Una filtración puede abrir muchas puertas
El impacto de estas fugas va mucho más allá de una simple contraseña perdida. Cuando una clave queda expuesta, los atacantes pueden usarla para acceder a correos electrónicos, redes sociales, servicios financieros o cuentas laborales sin que el usuario lo advierta. Y como gran parte de las personas repite la misma combinación en plataformas distintas, una sola filtración puede desencadenar accesos indebidos en cadena.
Kaspersky recuerda que los ciberdelincuentes no necesitan sofisticación extrema: basta con aprovechar listas filtradas y herramientas de automatización capaces de probar combinaciones a una velocidad que ningún humano podría igualar. El resultado puede traducirse en robo de información, fraude, suplantación de identidad o directamente la pérdida total de acceso a servicios esenciales.

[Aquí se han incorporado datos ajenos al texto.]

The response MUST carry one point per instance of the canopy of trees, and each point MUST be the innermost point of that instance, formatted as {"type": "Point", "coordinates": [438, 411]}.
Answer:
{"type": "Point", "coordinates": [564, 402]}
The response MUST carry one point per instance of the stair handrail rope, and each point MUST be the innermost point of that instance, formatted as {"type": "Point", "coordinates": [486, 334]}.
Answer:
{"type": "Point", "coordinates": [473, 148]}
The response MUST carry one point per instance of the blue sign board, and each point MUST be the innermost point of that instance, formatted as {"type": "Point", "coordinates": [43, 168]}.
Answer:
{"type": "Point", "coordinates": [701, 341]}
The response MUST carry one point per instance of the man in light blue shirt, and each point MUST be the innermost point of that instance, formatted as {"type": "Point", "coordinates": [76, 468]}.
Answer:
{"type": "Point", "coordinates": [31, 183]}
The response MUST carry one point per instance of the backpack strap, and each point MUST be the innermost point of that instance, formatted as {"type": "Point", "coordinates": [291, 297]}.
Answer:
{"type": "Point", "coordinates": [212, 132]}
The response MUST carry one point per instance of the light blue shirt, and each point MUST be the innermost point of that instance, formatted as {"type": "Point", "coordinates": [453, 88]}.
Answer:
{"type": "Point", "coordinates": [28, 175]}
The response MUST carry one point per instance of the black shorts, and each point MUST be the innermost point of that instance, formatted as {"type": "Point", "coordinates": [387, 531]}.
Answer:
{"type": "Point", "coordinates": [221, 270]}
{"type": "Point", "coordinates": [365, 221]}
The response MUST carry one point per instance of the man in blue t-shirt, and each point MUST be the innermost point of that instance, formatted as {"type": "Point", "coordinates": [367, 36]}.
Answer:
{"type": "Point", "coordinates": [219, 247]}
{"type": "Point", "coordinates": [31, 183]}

Por qué las contraseñas están perdiendo terreno
El informe subraya que la autenticación basada exclusivamente en contraseñas ya no alcanza el nivel de seguridad que exige el ecosistema digital actual, especialmente cuando la mayoría de los usuarios no cambia sus claves o utiliza patrones predecibles. La industria, sin embargo, viene impulsando una alternativa mucho más robusta: los passkeys.
Los passkeys permiten iniciar sesión sin recordar ni escribir contraseñas. Se basan en un par de claves criptográficas y, en muchos casos, en biometría del dispositivo (huella o rostro). Como están asociadas a un servicio específico y no se comparten entre plataformas, resultan inmunes a ataques de phishing, relleno de credenciales o filtraciones masivas.
El análisis de Kaspersky: “Un solo descuido puede abrir muchas cuentas”
Para Fabiano Tricarico, Director de Productos para el Consumidor en América Latina de Kaspersky, la evidencia es clara: la gestión manual de contraseñas está colapsada. “Los resultados que vemos año tras año muestran un patrón preocupante: muchas personas siguen utilizando contraseñas débiles, predecibles o directamente recicladas de filtraciones anteriores. Esto significa que un solo descuido puede abrir el acceso a múltiples cuentas personales, laborales o financieras”, explicó. “Gestionar decenas de claves, cambiarlas con frecuencia y recordar cuáles corresponden a cada servicio se ha vuelto una carga difícil de sostener. Ese desgaste diario amplifica el riesgo y deja a millones expuestos sin darse cuenta”.
Cómo protegerse hoy: las recomendaciones clave
Kaspersky plantea una serie de prácticas mínimas para reducir riesgos mientras los sistemas migran hacia alternativas más seguras:
- Usar contraseñas largas y únicas en cada servicio, de al menos 12 caracteres combinando letras, números y símbolos.
- Activar la verificación en dos pasos (2FA) para agregar una segunda capa de protección incluso si la contraseña se filtra.
- Evitar enlaces sospechosos en correos o SMS y acceder siempre desde sitios oficiales.
- Mantener dispositivos y apps actualizados, ya que muchas actualizaciones corrigen vulnerabilidades críticas.